Die Hearings können zur echten Bewährungsprobe werden: Drei Stunden lang, ohne Pause, wird jeder Kandidat befragt, 45 Fragen gibt es in Summe von den Abgeordneten – plus Nachfragen. Oft ist es eine ungleiche Auseinandersetzung in einem breiten Themenfeld: In den Parlamentsausschüssen sitzen viele Abgeordnete, die sich seit Jahren, manchmal Jahrzehnten, mit den Themen befassen – während die meisten Kommissare nur einen Crash-Kurs erhalten.

„Es gibt im Grunde nur zwei Dinge, die wir tun können“, sagt der Mitarbeiter eines Kommissars: „Erstens die wichtigsten Fragen, Zahlen und Positionen immer wieder durchzugehen. Und zweitens darauf zu bauen, dass hier ein erfahrener Politiker sitzt, der im Notfall auch improvisieren kann.“

Team-Building

Die Vorbereitung auf die Hearings begann unmittelbar, nachdem die Portfolios verteilt waren: Juncker fasste sein Team sofort zu einer zweitägigen Klausur in einem Schloss nahe Brüssel zusammen.

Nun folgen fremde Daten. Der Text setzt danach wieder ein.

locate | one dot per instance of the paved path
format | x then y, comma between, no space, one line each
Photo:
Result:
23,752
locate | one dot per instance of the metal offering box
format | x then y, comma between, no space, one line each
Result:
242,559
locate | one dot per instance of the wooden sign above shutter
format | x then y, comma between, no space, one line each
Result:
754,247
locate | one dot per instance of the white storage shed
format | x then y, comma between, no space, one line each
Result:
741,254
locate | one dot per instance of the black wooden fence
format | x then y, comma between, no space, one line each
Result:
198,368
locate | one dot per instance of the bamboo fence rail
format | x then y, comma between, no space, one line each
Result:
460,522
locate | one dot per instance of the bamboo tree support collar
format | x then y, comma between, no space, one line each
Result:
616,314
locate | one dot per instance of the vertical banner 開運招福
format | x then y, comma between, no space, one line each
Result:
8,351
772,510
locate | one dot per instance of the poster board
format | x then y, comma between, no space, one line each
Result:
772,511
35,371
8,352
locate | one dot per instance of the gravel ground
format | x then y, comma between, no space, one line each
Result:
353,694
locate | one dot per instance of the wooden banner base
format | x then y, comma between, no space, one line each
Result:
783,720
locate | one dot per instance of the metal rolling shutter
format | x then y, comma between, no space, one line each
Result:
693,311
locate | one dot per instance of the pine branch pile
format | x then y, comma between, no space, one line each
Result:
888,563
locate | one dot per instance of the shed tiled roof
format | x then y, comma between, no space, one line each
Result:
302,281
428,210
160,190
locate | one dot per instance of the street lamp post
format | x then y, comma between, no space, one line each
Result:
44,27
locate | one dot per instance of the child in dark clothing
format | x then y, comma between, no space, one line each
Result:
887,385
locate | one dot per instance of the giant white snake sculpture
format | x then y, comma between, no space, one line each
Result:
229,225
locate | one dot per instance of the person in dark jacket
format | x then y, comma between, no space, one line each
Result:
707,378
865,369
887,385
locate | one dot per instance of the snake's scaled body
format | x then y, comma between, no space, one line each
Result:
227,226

Seither haben die designierten Kommissare im Charlemagne-Gebäude im Herzen des Brüsseler EU-Viertels Quartier bezogen – direkt gegenüber vom Hauptquartier der Kommission, ihrem künftigen Arbeitsplatz. Im neunten Stock lassen sie sich von den Experten der Kommission mit dem wichtigsten Wissen über ihren Aufgabenbereich füttern – oft auch am Wochenende, teils bis in die Nacht, heißt es.

Dann werden mit den engsten Mitarbeitern die heikelsten Fragen, die bei den Hearings zu erwarten sind, durchgespielt. Dabei geht es nicht nur um die Antworten. Auch diese in der knapp bemessenen Antwortzeit zu geben, will gelernt sein.